Associer la punition aux échanges SM
Les cadres et outils utilisés dans la pratique de la punition
Afin d’introduire de nouvelles sensations, on peut utiliser des pinces, des bougies ou des cordes, offrant une stimulation et un contrôle différents. Ces instruments, choisis avec soin, permettent de concevoir la punition comme un rituel partagé, riche en intensité et en sensualité, où le désir réside autant dans l’atmosphère que dans l’acte. Dans le bdsm, la sanction s’inscrit souvent dans des mises en scène ou des jeux de rôle, conférant une dimension psychologique et théâtrale à la dynamique dominant·e/soumis·e. Ces scénarios symboliques permettent d’explorer le pouvoir dans un cadre consensuel et codifié. La dominante peut, par exemple, endosser le rôle d’une cheffe rigoureuse qui sanctionne son employé pour une faute fictive, renforçant ainsi son autorité par la fiction. Une maîtresse doit aussi corriger son esclave masculin pour une désobéissance, accentuant le contraste entre contrôle et soumission. Certains pratiquent un « tribunal SM » où le soumis est jugé selon des règles fixées à l’avance et puni en fonction d’un verdict scénarisé. Ces jeux offrent une palette d’exploration riche sur les plans érotique et émotionnel. Les instruments varient selon l’intensité recherchée : la fessée à main nue, classique et intime, ou des accessoires comme la canne, le martinet ou la paddle pour des sensations plus fortes et ciblées.
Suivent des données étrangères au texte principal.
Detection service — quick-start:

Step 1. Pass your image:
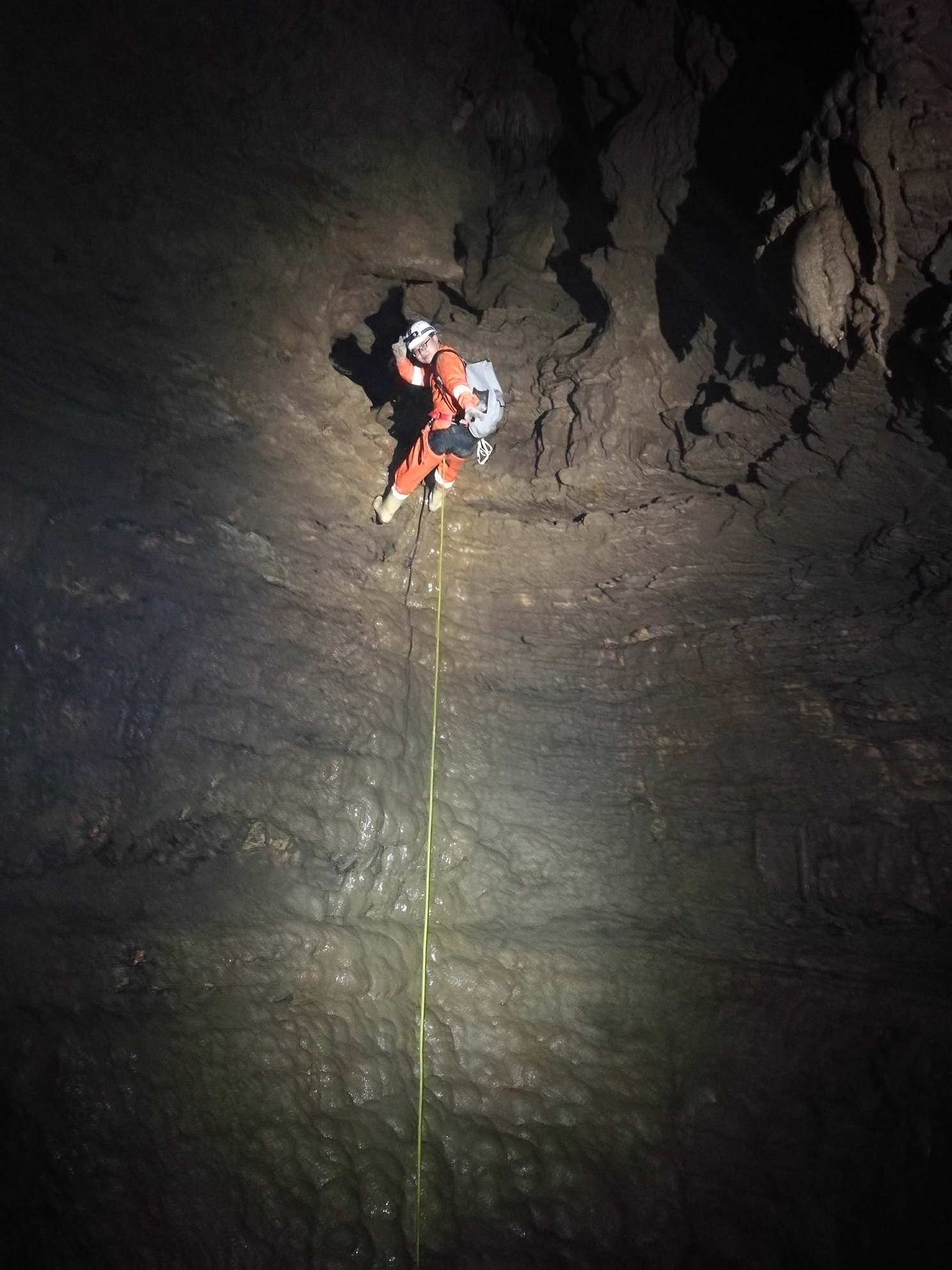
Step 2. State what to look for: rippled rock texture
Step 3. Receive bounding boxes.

[0,0,952,1270]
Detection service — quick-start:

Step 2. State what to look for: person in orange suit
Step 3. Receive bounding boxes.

[373,321,479,524]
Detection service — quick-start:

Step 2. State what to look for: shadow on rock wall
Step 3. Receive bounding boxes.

[887,285,952,462]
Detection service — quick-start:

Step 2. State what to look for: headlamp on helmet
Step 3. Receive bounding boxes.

[404,321,436,353]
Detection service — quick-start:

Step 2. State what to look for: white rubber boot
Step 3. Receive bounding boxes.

[373,485,408,524]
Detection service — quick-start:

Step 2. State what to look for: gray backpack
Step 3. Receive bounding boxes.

[463,362,505,440]
[433,344,505,440]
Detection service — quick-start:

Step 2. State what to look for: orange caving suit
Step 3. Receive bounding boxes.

[393,344,479,498]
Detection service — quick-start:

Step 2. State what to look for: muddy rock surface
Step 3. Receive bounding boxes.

[0,0,952,1270]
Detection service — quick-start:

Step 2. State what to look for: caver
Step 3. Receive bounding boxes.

[373,321,480,524]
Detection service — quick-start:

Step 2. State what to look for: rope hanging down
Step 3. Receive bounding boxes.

[414,492,445,1270]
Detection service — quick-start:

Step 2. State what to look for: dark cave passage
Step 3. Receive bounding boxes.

[656,0,861,366]
[0,0,952,1270]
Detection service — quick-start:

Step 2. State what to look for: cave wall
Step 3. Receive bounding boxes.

[0,0,952,1266]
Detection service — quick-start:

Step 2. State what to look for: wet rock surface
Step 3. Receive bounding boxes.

[0,0,952,1267]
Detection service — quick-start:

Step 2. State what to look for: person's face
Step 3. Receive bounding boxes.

[410,335,439,366]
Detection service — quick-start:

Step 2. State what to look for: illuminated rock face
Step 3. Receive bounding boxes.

[0,0,952,1267]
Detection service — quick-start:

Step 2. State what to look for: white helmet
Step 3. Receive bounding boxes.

[404,321,436,353]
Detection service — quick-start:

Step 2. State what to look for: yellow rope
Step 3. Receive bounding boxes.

[414,494,445,1270]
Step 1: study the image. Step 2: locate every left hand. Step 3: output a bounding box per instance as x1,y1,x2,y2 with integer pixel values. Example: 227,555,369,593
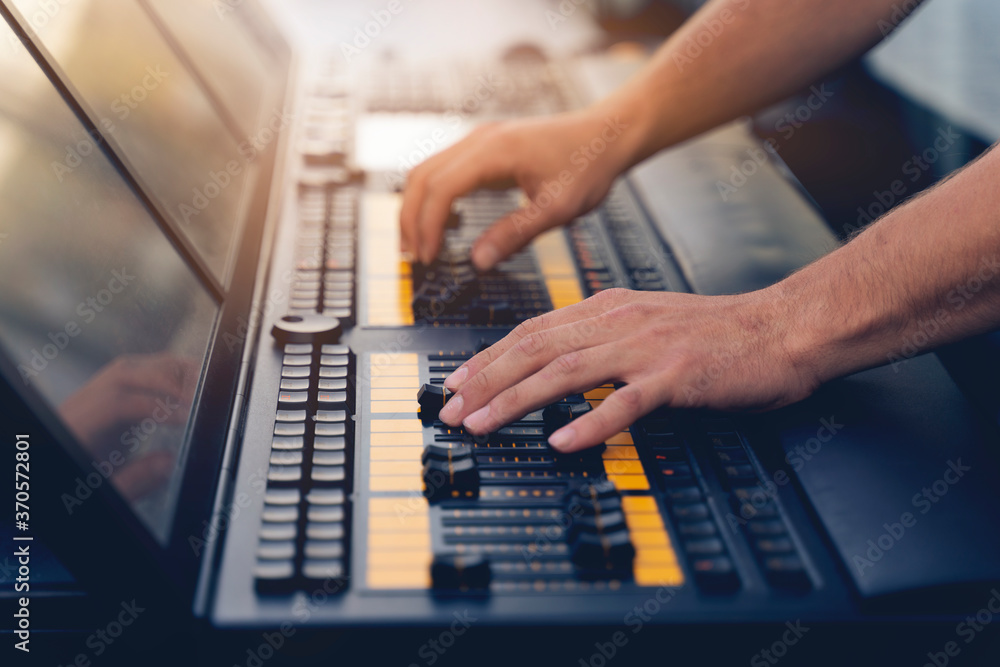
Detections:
440,289,819,452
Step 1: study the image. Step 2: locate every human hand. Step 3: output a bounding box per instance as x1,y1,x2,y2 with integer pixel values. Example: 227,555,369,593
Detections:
440,289,819,452
400,109,632,270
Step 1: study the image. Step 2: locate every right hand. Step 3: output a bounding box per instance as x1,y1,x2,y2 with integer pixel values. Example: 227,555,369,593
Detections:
400,110,629,271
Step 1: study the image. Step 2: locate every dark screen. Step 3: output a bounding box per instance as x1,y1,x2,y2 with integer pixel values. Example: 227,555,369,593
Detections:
12,0,257,284
0,17,219,544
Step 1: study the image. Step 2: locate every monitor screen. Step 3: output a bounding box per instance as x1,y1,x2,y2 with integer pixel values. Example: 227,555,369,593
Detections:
0,14,219,544
11,0,258,285
140,0,283,143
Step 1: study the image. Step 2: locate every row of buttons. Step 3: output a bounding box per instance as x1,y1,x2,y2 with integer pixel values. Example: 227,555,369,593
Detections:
289,185,358,325
254,343,354,593
708,432,812,591
411,191,552,327
642,417,740,592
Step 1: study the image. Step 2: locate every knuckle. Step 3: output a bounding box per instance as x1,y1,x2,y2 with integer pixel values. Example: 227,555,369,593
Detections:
490,384,521,424
469,368,493,394
614,384,645,414
551,351,583,377
515,333,548,358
Dosage précis entre douleur et désir pour une expérience maîtrisée
Bien plus qu’un simple stimulus corporel, la douleur devient une expérience riche et intime qui nourrit le lien entre dominant et soumis. Ce lien s’appuie sur la confiance, la prise en compte des limites et l’envie partagée de se dépasser en toute sécurité. La douleur importe moins que ce qu’elle déclenche et crée dans la liaison SM. Il est primordial de rester à l’écoute des signaux du corps et des émotions du soumis : un dosage excessif annihile le plaisir, un dosage insuffisant amoindrit la discipline. Tous les regards du milieu de la punition sont tournés vers ici. Dans la pratique sadomaso, la douleur utilisée lors d’une punition est un outil pour approfondir la dimension psychologique et émotionnelle du lien dominant-soumis. Employée avec sagesse, elle provoque un lâcher-prise conscient de la personne soumise, qui se remet entièrement à la volonté dominante. Cet abandon volontaire constitue une force qui solidifie la relation. La douleur doit aussi engendrer une intensité émotionnelle profonde, souvent cathartique, en permettant de libérer des émotions enfouies et en modifiant l’état de conscience.
Voici le lien pour regarder cette vidéo sur YouTube :
la source: Cliquer ici
#Contrôle #service #comprendre #VOS #besoins #matière #déchange #dénergie #BDSM
Retranscription des paroles de la vidéo: n’est pas mentionnée
.

Déroulement de la vidéo:
Indisponible
.
Punition Homme sur Femme : Discipline et Connexion
La punition pratiquée par un homme sur une femme explore une relation de discipline où respect et consentement sont essentiels. Sur ilovebdsm.org, découvrez des ressources pour comprendre cette dynamique et la pratiquer en toute sécurité. Une expérience de pouvoir partagé qui renforce la confiance et l’intimité entre partenaires.